We can also hope that future galleries will avoid inserting the word “downtown” in their names. As it is, the Chaffee and Castleton “downtowns” are just around the corner from each other, on Merchants Row and Center Street Alley, respectively. In fact, the two are cooperatively presenting a current artist-talk series.
Both locations are positioned to benefit from a pending neighborhood development called Center Street Marketplace. What’s planned is an interior courtyard park that will allow surrounding shops, restaurants and other businesses — including the Castleton Downtown Gallery — to “make their back door their front door,” as Downtown Rutland Partnership executive director Mike Coppinger puts it. The project is scheduled to break ground this spring, according to Ramage.
An accessible art gallery sounds like an apt addition to that urban park space. But why is Castleton footing the bill for a Rutland venue some 10 miles from the college? Isn’t its Christine Price Gallery enough?
“Most people don’t travel very far to look at art,” Ramage says. “We have a good gallery on campus, but it’s predominantly appreciated by college people.” He suggests the additional exposure to artists will be good for both the college and the community. In addition, Ramage notes, Castleton’s president, Dave Wolk, “is from Rutland and has been interested in getting more involved in the town … [He wants] a real and viable presence in downtown.”

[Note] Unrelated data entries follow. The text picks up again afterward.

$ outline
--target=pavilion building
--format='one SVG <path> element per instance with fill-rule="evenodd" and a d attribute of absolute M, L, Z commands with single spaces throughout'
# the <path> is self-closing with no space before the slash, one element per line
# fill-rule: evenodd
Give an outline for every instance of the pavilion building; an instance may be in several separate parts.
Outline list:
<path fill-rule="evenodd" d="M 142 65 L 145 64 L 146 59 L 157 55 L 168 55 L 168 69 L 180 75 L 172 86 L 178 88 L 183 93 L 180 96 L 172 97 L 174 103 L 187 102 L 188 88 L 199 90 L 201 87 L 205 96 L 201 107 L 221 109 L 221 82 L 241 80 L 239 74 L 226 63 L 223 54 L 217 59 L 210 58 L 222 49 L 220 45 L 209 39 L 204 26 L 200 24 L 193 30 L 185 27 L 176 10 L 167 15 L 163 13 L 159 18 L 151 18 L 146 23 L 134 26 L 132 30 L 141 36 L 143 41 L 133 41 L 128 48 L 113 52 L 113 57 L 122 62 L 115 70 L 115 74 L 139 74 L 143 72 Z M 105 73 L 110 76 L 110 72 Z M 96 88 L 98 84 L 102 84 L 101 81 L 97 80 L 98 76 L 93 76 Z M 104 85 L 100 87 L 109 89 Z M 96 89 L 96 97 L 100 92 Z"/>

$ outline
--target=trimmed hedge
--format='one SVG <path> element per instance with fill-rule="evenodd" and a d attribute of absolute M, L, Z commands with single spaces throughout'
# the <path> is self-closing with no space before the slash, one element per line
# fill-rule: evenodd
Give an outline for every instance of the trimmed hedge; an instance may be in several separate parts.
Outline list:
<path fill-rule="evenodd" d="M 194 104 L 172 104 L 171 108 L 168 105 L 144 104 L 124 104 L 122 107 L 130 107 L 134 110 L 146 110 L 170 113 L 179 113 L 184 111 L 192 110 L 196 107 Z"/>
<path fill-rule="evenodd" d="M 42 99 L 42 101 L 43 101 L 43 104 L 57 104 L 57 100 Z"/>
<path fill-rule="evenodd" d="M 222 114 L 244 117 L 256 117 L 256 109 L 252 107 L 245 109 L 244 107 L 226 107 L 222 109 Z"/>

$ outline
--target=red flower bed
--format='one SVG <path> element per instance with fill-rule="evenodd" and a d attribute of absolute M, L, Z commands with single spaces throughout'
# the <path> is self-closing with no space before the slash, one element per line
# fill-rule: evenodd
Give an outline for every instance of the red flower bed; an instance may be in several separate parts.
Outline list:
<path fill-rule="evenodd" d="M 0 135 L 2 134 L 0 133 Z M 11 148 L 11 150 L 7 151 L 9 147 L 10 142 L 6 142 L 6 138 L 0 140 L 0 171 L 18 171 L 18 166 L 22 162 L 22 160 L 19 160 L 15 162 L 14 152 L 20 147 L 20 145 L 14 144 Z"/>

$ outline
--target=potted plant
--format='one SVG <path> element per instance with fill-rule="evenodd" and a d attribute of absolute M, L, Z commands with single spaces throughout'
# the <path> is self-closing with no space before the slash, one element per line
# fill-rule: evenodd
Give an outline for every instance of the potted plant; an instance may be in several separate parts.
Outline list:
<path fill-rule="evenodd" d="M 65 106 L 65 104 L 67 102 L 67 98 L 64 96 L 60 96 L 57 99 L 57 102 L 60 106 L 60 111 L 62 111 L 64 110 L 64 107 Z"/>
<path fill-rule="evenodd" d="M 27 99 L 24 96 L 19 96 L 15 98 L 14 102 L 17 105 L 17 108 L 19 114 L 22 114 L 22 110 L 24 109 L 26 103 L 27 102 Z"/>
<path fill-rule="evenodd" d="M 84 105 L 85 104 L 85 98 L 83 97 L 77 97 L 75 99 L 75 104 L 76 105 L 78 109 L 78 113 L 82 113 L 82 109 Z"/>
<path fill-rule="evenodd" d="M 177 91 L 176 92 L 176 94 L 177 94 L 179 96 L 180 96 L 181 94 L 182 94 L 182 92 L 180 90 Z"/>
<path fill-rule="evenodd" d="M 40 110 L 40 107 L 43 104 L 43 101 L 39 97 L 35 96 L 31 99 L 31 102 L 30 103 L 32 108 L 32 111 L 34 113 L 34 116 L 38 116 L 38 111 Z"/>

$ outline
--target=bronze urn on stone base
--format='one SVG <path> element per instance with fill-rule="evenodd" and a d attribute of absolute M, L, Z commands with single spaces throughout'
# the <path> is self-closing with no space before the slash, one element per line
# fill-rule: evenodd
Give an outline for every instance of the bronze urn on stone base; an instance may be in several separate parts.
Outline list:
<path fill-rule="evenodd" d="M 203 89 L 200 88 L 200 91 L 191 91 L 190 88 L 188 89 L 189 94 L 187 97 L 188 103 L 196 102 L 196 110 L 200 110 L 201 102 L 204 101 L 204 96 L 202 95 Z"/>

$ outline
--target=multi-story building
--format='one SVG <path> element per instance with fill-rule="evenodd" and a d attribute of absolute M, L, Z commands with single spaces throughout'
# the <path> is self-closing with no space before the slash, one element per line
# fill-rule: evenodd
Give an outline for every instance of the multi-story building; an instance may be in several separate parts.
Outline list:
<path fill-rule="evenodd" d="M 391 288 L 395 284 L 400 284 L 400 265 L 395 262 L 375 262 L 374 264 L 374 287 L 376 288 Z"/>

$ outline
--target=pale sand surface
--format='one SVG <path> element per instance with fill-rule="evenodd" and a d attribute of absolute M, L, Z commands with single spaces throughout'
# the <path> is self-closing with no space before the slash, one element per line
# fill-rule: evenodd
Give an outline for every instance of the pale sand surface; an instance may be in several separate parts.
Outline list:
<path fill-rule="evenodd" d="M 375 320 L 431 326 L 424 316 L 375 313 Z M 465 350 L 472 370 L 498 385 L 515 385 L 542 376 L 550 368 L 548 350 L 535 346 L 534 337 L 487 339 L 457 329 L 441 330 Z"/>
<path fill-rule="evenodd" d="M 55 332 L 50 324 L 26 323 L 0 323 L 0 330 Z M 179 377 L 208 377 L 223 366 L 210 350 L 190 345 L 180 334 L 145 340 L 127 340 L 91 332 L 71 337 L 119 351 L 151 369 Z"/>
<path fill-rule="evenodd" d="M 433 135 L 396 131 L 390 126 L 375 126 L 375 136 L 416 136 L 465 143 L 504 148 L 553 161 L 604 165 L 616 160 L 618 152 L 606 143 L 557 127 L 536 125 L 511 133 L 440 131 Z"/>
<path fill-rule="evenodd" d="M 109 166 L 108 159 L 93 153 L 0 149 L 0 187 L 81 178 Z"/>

Indeed, under Wolk’s presidency the college has purchased and renovated Rutland’s Spartan Arena, has created a community outdoor ice rink, and sends students to town to volunteer for the city’s nonprofits. “We have a five-year lease on the [Downtown Gallery] property and are exploring other ways to integrate our growing performing arts programs at the Paramount Theatre as well,” Wolk writes in an email. He echoes Ramage’s comment that investing in the town benefits the college community, too.

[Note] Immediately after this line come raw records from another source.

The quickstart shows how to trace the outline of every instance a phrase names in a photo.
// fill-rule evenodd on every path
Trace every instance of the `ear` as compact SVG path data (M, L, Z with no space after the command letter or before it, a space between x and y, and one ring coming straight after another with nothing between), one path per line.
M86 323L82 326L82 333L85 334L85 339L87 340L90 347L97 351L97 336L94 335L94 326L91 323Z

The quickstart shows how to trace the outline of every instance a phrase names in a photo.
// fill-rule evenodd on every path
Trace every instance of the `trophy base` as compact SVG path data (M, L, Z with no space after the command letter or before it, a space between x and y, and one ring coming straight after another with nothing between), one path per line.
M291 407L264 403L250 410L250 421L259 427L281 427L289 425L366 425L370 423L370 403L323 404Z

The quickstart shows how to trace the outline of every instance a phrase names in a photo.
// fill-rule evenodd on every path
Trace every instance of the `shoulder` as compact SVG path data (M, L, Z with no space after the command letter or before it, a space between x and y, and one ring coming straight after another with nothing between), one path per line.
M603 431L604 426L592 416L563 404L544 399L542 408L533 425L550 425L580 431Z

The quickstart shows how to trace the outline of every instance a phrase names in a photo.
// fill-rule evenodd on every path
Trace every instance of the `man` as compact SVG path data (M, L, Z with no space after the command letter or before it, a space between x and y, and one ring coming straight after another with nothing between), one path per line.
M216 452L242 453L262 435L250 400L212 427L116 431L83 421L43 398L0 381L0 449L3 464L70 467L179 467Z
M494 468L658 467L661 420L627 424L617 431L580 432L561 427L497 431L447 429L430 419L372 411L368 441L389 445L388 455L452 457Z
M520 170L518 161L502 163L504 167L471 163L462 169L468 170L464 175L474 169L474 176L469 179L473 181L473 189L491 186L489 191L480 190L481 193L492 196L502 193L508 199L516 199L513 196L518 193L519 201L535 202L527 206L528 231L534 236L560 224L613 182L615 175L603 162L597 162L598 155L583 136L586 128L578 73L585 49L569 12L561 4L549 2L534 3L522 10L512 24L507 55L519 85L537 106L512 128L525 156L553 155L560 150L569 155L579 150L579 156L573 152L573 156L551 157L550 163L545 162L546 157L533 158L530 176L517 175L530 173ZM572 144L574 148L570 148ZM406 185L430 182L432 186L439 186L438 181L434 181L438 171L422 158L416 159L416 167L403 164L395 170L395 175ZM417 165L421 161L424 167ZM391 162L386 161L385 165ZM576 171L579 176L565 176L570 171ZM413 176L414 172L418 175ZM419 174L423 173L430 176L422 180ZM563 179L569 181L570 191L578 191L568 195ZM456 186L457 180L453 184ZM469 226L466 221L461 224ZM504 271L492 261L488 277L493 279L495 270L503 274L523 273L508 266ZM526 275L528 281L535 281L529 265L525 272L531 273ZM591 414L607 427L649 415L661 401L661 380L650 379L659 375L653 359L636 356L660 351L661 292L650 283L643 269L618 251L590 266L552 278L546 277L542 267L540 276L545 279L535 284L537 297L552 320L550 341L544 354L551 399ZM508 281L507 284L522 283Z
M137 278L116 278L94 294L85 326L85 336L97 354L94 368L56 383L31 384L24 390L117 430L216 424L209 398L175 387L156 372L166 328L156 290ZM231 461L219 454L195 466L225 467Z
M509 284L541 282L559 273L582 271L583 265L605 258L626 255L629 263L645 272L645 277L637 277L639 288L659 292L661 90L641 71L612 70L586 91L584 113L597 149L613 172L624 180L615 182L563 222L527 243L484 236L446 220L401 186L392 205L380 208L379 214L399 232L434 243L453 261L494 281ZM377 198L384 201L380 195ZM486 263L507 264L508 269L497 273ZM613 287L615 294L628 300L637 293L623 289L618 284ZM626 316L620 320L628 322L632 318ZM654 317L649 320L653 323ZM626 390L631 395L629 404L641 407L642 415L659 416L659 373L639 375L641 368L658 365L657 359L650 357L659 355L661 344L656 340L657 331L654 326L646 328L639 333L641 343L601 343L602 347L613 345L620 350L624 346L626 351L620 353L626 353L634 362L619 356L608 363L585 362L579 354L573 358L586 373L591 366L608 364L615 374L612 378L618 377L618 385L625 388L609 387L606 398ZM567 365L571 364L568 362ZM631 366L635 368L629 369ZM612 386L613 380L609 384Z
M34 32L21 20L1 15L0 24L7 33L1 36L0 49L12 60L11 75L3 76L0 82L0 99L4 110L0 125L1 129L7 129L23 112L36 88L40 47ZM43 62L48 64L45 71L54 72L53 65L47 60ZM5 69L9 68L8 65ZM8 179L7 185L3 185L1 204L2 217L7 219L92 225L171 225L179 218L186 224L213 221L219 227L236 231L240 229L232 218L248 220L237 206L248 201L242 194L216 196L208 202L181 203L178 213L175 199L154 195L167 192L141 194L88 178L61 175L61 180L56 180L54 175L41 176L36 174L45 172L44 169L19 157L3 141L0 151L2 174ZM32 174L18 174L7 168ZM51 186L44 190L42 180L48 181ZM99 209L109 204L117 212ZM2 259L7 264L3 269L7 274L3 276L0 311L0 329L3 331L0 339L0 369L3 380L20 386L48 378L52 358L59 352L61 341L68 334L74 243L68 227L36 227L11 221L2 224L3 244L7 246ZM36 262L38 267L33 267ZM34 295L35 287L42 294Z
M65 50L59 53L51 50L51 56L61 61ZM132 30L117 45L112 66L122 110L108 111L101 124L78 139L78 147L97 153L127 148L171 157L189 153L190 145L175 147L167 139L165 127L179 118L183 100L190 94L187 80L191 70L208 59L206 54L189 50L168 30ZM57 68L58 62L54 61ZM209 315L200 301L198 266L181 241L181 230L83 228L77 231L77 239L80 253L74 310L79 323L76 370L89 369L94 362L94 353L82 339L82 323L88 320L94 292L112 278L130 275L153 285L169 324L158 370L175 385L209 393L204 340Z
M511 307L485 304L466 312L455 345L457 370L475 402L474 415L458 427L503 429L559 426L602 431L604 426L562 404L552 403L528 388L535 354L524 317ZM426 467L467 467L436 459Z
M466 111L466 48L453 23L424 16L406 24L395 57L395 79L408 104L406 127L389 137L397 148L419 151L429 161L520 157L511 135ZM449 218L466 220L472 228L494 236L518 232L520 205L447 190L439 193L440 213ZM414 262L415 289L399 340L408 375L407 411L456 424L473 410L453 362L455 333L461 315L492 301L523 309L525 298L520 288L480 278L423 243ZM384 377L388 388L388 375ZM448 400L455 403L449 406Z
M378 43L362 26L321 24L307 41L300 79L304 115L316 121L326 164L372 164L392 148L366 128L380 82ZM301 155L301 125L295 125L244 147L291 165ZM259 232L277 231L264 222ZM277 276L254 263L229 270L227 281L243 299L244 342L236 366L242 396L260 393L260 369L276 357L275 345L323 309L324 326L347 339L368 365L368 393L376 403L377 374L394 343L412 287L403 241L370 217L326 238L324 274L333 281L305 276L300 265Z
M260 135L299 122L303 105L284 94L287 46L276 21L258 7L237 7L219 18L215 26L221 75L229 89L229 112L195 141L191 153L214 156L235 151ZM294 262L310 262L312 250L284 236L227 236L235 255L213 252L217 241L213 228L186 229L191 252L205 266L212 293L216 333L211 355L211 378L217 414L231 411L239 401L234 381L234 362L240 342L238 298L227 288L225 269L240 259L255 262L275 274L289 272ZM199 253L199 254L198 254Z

In bringing more art to the fine residents of Rutland, the Castleton Downtown will have one distinct advantage over a commercial gallery: “We’re not totally dependent on selling art, so we can experiment,” suggests Ramage.

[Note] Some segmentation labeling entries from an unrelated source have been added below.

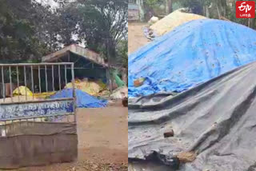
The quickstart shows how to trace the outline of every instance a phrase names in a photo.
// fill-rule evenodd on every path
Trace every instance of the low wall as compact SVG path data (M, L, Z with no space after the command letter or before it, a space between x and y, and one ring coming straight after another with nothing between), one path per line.
M0 131L0 169L70 162L77 158L76 124L22 121L1 125Z

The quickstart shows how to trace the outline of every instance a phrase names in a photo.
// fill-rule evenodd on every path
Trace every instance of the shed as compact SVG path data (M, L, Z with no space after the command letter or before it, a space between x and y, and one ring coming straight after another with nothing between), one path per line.
M42 62L74 62L75 78L101 79L110 85L109 66L98 53L72 44L42 57Z

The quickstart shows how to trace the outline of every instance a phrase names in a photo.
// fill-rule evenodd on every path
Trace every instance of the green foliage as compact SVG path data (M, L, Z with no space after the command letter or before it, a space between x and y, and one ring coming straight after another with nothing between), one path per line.
M49 51L37 36L42 6L18 0L0 0L0 62L38 60Z
M128 40L122 40L117 46L119 66L128 67Z
M78 0L68 4L60 11L62 43L70 40L69 33L77 34L80 42L115 64L117 46L128 31L127 10L125 0Z

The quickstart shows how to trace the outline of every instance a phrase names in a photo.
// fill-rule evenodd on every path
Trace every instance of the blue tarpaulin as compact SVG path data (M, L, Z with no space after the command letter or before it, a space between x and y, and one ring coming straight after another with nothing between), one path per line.
M255 30L231 22L194 20L129 56L128 94L182 92L255 60ZM134 87L139 78L146 81Z
M80 90L75 89L76 93L76 105L78 108L102 108L106 107L107 105L106 100L100 100L90 94ZM62 89L54 95L52 95L50 98L64 98L64 97L72 97L73 89Z

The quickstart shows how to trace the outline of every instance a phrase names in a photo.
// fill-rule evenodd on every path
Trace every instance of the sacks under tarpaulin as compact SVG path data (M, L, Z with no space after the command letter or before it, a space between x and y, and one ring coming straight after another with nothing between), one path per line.
M174 97L156 94L130 102L129 158L154 153L166 164L179 153L192 152L196 159L178 170L255 170L255 72L253 62ZM165 138L170 129L174 136Z
M155 32L158 36L162 36L185 22L191 20L206 18L204 16L182 12L182 10L184 10L184 9L174 10L169 15L153 24L150 29Z
M182 92L256 60L256 31L216 19L186 22L128 58L129 97ZM134 81L146 78L139 87Z
M78 89L80 89L90 95L95 96L99 92L106 89L106 84L102 82L102 80L98 80L95 82L90 82L88 80L79 80L76 79L74 82L74 87ZM72 82L69 82L66 85L65 89L72 89Z
M75 89L76 105L78 108L102 108L107 105L107 100L100 100L80 89ZM72 89L64 89L52 95L50 98L73 97Z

Whether the venue will get all wild and crazy remains to be seen, but for now its three-room quarters are hosting 40 works by 13 accomplished faculty members. Ramage says both on- and off-campus galleries will likely continue to present “mostly regional” artists.
The original Chaffee, housed in a grand Queen Anne Victorian on South Main Street, exhibits works primarily by local artists but is closed for a few months for renovations. The downtown gallery’s exhibit, “Full House,” on view through March 23, assembles painters Katherine Langlands, Brian Sylvester, Dick Weis and Johanne Durocher Yordan in the visual-art equivalent, presumably, of a very good hand in cards. The Chaffee is also home to the Rutland Area Art Association, which takes art outdoors with its annual Art in the Park weekend fests in August and October.
The rumor that Vermont has more visual artists per capita than any other state may or may not be true, but there are certainly enough to populate any number of new galleries in Rutland and around the state. Bring ’em on.